Objective #3: Trace and apply a hash algorithm.
- A lookup table (also known as a key-to-address
transformation)
can be used to allow very fast searches. Data elements are placed into a
lookup table by converting some characteristic of each element into a specific
position of the lookup table. Often the lookup table is a one or two-dimensional
array.
- Sometimes, there is no good algorithm or function for mapping each different
data element to a different position of the array. That is, two or more elements
both map to the same position of the array. This problem is called a collision.
If that happens, then there is no easy way to guarantee that someone can
find
the
element
they
are searching
for. They may find one of the other elements that mapped to the same array
location.
- Hashing is a search algorithm that improves
upon lookup tables by finding a way to minimize and resolve collisions. A hash
function is used to convert a
data element to a hash value. The hash function is essentially
an assignment statement. For example, to hash a bunch of words into a hash
table, you could use a hash function that finds the sum of the Unicode values
for each letter in the word. The hash value is used to find a position for
the element in a hash
table.
Like a lookup table, a hash table is simply a data structure such as a one
or two-dimensional array. But it could also be
an array of
linked lists or a linked list of linked lists among other kinds of data structures
that we haven't studied. The key difference though between using hashing
and using a lookup table it that the hashing algorithm deals with collisions
that occur.
- One way to handle collisions is to use a hash table data structure
that allows two or more elements to both occupy the same position. By using
a two-dimensional array where the row represents the initial hash values,
you can place the original element into column 0 and the colliding element
into column 1. A third element that collides to the same hash table row
could be placed in column 3 and so one. This method for dealing with collisions
is called chaining. Each row number in the two-dimensional array is called
a bucket. Instead of a two-dimensional array, the hash table could be a
one-dimensional
array with a linked list or a binary search tree as a bucket attached to
each row of the array.
- Another way to handle handle collisions is called probing. When a second
element hashes to an already occupied hash table position, a probing function
is used to find a new slot in the hash table. A real simple probing function
would be to increment the position by one and place the second element into
the next position in the hash table array. If that position is also occupied
then the probing function could be applied again to send the element to the
next position that is hopefully empty. A poor probing function such as this
one (i.e. incrementing by one) leads to clustering with lots of data elements
are settling into the same area of a hash table. It's better to balance the
elements out throughout the table so quadratic probing is sometimes used.
Where the probing function is index + n ^ 2 for each successive n.

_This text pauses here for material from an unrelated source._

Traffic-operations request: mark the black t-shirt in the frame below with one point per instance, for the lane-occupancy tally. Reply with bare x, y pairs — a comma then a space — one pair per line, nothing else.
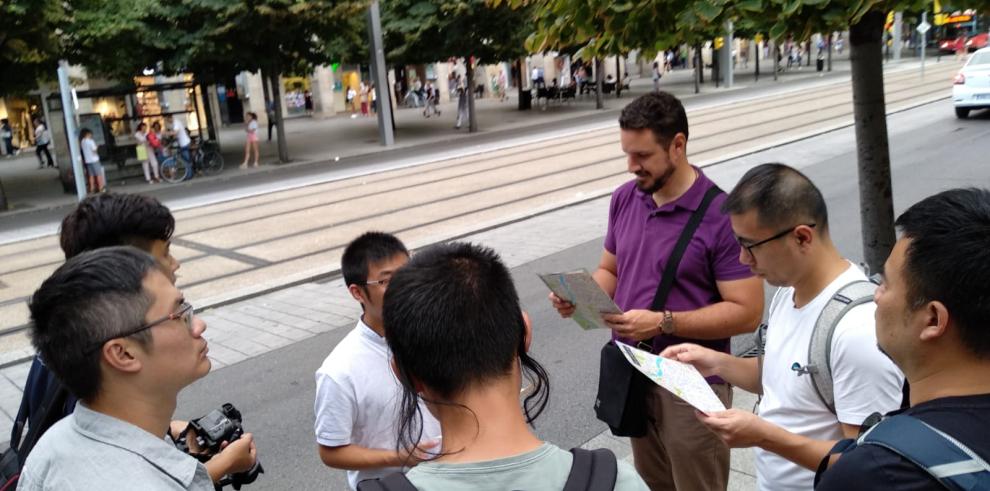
872, 467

- A big disadvantage to lookup tables and hashing is the
large amount of memory that may be necessary. The size of the one or two-dimensional
array used as the lookup or hash table may have to be very large to accomodate
a poor hash function. If their is not a lot of data to put into the lookup
or hash table, then the table will be very sparse.
- The time performance for a hash is O(1) in the
best case and O(n) in its worst-case.